Word Clustering Through Common Sentence Analysis

Open Access
- Author:
- Shi, Kelvin
- Area of Honors:
- Computer Science
- Degree:
- Bachelor of Science
- Document Type:
- Thesis
- Thesis Supervisors:
- Daniel Kifer, Thesis Supervisor
Dr. Jesse Louis Barlow, Thesis Honors Advisor - Keywords:
- Machine
Learning
Clustering
Keyword
Natural
Language
Processing
Artificial
Intelligence - Abstract:
- To develop a program that could interpret the semantic meaning of text, we decided to first develop a word clustering program to determine the general topic of words. Word clustering could provide us with the context information of words, which could then be used as a resource to develop further applications. Understanding the general topic of a word has applications in several problems. For example, we could perform definition disambiguation. Some words have multiple definitions.
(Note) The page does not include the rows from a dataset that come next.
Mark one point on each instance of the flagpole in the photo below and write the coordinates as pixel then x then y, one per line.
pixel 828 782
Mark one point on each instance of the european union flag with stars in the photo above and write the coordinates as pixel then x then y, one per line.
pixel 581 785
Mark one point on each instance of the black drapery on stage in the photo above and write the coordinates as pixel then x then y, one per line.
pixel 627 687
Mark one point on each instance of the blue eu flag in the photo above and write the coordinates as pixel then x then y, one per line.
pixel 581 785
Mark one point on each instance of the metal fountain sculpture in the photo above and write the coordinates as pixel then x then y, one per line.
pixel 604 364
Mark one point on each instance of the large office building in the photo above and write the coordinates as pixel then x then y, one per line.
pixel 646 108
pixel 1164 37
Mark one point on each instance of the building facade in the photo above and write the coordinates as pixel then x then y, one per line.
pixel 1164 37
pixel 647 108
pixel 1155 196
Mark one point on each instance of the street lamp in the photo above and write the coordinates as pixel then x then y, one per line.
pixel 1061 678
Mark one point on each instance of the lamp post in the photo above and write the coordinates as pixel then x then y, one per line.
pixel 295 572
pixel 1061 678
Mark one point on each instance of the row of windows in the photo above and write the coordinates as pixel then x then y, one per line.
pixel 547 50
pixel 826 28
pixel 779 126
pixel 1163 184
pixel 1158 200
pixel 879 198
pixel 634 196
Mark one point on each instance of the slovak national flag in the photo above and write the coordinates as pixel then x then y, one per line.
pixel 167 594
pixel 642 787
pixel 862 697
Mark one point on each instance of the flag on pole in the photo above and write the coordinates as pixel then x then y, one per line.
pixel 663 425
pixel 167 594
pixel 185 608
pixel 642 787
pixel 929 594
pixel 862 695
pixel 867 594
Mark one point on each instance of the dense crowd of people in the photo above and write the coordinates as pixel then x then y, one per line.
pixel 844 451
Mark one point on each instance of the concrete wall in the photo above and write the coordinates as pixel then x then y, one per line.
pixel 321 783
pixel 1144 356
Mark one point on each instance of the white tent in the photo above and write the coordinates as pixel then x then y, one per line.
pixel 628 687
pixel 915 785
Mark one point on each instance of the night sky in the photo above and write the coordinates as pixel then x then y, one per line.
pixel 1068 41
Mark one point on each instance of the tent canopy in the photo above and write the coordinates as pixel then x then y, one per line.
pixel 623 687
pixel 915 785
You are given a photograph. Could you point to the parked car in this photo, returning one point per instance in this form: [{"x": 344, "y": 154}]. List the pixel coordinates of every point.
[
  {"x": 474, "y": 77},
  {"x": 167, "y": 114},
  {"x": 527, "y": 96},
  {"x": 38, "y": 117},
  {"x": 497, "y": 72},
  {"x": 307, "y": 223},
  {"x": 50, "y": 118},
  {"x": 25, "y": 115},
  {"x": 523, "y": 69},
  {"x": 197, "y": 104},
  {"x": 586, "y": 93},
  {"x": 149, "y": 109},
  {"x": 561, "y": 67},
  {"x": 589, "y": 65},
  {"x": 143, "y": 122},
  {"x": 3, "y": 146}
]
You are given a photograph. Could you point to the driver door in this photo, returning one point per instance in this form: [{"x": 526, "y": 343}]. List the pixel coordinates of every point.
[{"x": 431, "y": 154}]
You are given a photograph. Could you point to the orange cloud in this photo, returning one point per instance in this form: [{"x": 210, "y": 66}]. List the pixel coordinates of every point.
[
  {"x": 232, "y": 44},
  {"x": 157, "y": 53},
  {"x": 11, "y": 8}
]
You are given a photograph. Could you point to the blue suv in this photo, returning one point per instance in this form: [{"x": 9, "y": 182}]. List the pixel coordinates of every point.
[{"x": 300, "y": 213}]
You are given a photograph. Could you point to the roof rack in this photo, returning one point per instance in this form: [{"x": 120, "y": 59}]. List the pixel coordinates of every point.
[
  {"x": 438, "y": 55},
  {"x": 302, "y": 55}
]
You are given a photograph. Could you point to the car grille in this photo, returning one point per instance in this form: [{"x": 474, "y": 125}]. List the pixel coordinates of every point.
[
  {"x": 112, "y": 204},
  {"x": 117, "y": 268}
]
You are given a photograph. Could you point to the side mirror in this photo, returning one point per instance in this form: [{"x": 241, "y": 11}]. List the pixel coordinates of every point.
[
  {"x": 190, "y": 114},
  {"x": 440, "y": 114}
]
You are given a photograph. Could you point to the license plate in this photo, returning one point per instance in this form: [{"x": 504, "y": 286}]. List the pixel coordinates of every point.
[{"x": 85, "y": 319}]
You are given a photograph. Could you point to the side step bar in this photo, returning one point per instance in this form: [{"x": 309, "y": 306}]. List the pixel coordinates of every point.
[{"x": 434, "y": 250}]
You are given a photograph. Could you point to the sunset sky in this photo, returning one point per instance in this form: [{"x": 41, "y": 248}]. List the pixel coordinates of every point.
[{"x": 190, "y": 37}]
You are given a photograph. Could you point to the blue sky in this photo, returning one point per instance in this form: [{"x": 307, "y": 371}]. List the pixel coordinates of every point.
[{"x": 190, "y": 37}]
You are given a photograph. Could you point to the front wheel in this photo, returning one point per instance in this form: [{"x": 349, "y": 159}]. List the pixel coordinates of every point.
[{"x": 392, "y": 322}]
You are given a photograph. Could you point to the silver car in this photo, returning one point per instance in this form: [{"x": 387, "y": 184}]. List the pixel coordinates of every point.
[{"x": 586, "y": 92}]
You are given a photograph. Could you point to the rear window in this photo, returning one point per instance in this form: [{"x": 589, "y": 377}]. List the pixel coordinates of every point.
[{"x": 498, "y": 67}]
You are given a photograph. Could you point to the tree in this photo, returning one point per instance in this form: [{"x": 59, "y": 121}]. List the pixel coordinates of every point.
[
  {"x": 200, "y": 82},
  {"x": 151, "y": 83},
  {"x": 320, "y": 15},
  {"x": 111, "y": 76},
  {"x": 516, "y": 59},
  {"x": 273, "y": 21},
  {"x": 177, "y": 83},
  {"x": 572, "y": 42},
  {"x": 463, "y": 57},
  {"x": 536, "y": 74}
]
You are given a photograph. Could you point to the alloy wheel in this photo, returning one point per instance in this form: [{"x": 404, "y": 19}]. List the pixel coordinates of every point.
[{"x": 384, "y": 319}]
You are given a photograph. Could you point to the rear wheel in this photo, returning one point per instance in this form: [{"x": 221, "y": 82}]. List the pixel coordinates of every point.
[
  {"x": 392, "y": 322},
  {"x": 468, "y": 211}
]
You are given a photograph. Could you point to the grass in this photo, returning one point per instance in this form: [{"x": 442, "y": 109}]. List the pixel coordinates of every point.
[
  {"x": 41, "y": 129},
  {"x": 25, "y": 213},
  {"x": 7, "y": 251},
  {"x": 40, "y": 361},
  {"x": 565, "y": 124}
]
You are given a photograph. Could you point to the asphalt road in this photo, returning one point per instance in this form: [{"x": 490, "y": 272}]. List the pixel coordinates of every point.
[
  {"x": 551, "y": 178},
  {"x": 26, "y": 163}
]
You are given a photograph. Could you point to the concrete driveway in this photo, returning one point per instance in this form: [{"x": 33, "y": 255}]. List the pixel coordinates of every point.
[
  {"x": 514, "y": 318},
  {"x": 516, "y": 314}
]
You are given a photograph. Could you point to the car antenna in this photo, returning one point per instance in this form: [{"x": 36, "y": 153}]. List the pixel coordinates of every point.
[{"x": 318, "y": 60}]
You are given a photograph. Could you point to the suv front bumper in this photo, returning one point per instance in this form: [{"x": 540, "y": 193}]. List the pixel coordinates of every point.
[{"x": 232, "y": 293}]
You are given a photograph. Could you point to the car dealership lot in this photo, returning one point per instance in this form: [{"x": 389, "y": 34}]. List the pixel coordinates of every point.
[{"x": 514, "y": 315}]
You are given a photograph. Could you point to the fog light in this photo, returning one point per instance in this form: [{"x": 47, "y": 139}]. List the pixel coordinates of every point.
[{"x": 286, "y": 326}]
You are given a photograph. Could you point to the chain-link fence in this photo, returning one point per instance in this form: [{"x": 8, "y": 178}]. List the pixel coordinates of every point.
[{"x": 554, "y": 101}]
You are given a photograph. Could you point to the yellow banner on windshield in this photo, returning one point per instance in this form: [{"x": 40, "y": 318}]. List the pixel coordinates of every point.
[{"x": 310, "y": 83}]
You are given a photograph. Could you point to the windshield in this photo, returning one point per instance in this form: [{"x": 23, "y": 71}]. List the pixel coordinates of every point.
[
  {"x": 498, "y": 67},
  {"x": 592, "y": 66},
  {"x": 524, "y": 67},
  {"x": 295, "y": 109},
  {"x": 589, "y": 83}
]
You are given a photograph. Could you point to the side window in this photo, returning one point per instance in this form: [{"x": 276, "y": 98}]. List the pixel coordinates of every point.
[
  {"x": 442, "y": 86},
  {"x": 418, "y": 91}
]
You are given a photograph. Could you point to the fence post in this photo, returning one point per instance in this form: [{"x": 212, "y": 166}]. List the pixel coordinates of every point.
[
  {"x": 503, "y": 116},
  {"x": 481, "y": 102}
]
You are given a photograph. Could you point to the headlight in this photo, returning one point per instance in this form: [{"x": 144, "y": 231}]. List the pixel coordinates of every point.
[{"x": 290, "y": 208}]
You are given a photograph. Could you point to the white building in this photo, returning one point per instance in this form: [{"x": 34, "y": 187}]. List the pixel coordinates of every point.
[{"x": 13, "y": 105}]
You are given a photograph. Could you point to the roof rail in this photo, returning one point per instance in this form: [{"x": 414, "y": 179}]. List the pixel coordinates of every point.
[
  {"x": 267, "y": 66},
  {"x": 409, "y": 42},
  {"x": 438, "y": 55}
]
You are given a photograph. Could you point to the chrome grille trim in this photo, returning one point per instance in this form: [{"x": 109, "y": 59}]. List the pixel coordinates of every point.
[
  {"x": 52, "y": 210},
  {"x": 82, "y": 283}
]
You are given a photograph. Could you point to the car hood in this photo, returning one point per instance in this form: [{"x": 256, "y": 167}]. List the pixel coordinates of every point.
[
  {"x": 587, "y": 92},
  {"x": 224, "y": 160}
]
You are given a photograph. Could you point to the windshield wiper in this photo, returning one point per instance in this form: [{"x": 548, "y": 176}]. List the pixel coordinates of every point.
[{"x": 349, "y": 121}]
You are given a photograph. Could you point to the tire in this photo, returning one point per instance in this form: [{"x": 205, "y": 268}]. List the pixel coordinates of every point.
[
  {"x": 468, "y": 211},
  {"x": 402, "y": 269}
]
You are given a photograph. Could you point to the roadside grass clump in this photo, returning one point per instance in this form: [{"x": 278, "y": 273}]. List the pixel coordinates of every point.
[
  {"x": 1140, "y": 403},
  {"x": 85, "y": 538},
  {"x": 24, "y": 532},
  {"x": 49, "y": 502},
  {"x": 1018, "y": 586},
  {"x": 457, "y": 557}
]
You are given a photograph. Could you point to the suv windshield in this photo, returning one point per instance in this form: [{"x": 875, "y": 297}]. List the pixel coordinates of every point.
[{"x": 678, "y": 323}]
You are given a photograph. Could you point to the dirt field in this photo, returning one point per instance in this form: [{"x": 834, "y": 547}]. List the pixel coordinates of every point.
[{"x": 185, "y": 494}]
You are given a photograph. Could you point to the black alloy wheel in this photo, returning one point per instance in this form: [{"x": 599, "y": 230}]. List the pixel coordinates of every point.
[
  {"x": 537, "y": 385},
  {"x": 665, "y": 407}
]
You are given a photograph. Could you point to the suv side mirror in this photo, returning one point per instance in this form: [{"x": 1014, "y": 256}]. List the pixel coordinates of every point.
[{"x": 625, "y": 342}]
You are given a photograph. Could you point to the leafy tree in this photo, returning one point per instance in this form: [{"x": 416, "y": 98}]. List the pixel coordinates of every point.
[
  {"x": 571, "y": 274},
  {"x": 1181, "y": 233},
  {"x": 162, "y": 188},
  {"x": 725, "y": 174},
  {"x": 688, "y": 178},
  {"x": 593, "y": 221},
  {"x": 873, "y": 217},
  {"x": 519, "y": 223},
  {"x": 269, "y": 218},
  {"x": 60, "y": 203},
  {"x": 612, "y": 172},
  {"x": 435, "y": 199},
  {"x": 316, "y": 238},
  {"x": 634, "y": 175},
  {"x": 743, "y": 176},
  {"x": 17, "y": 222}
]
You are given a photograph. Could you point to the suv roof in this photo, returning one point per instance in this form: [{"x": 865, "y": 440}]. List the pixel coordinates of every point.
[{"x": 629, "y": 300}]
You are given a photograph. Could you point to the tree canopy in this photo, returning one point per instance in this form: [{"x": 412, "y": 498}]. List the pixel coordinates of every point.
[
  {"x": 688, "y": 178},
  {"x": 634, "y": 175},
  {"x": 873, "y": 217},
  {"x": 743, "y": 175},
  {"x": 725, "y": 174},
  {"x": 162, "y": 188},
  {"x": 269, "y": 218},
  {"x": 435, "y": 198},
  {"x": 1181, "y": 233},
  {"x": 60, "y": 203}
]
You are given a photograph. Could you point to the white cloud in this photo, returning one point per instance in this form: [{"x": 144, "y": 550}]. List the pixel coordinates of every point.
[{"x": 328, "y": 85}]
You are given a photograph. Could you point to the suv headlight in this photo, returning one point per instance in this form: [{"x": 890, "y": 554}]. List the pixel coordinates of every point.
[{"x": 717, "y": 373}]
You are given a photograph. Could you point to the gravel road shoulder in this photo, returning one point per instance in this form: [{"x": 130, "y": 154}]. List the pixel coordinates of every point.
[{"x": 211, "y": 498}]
The word “scale”, for example, has different meanings in each of the contexts: “scale a wall,” “fish’s scale,” and “weighing on a scale.” Understanding the topical context of the word would help classify the definition of each instance of the word. Furthermore, word clustering could also allow the computer program to better generate fluid sentences. By determining which words tend to belong together, the program can then place these contextually similar words together to create more natural-sounding sentences. To perform clustering, we found the frequency of each word relative to every other word, and we used these frequencies to find the characteristic relationships between certain words. We then used these relationships to cluster the words by grouping the words with the strongest relationships. To evaluate our algorithm, we decided to compare the results of our algorithm to the commonly used Latent Dirichlet Allocation (LDA) algorithm. After applying a double-blind test, we found that our algorithm was comparable to existing LDA techniques and is thus suitable for our purposes.